Começávamos, quase sempre, pelo ‘’Aladin’’, um bar, sem maiores pretensões, dentro de nossas parcas
condições financeiras e que ficava ali na Bernardino de Campos, ‘’entrada’’ da Avenida Paulista. Entre
chopes e quibes, discutíamos musica e literatura, com a segurança inconseqüente
da juventude: ‘’Sabiá’’, ou ‘’Pra não dizer que não falei de flores’’?

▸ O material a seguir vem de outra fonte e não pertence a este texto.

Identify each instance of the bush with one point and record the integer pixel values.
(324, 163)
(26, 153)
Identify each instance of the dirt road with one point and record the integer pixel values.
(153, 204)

E tome discussão sobre a finalidade da arte. A “arte pela arte”, dos
parnasianos ou a ‘’arte engajada’’,
dos realistas? Bandeira ou Drummond? E minha preferência pelo primeiro, certa
vez, quase resultou em agressão física, com um dos presentes, atirando-me o
conteúdo do copo. Deixávamos para trás os autores brasileiros e, meio às tontas,
na selva escura de nossa ignorância, avançávamos pela literatura estrangeira,
eu, sempre na linha do ‘’politicamente
incorreto’’, exaltando os romancistas ingleses: - ‘’Sartre é uma besta, que só agrada a esta esquerda podre. ’’ E lá
vinha o Vidal – o mais culto do grupo – a repetir seu bordão preferido: - ‘’cara, reacionário e pobre, não combina’’.

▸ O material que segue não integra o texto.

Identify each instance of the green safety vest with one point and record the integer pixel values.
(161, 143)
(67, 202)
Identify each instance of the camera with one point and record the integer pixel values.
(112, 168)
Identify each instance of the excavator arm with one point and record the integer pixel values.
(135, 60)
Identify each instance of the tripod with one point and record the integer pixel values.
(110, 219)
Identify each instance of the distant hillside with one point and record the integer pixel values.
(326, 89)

Eu e Paulo éramos os únicos ‘’reacionários’’ daquele grupo de 10 ou quase. Lá
pelo décimo chope e algumas vodcas de permeio, para me irritar, os ‘’outros’’ começam a cantar ‘’Caminhando’’, do Vandré, que fizera
sucesso no último festival, a que eu respondia com um palavrão e saia, batendo
os pés, até que alguém me alcançasse na calçada, fazendo-me voltar ao convívio
dos semi-embriagados. Foi, então, que ‘’bolei’’ um plano para sufocar os membros
daquela esquerda boemia. Como era possuidor de bela enciclopédia literária –
que, apesar de desatualizada, ainda conservo comigo – recorria a autores,
absolutamente desconhecidos, que abonavam minhas teses, sem nem eles mesmos
saberem: - ‘’que Brecht, que nada. Você
já leu o sociólogo Daniel Bell?’’ É claro que eu nunca tinha lido, mas
citá-lo, revestia-me de uma aura de sapiência, que impressionava meus
opositores. E eu citava, como se fosse do tal Bell, pensamentos que eram meus,
apenas revestidos de palavras e imagens rebuscadas. Não me envergonhava de tal
estratégia, até porque, mais 10 chopes à frente, os debates acalorados eram
esquecidos, alguém alcançava um violão e cantávamos as músicas de sucesso, até
sermos, mesas e cadeiras empilhadas, colocados para fora.
Constato, sem tristeza, mas com doce lembrança, que o ‘’Aladin’’ não mais existe e os
companheiros daquelas noitadas perderam-se na inexorável poeira do tempo.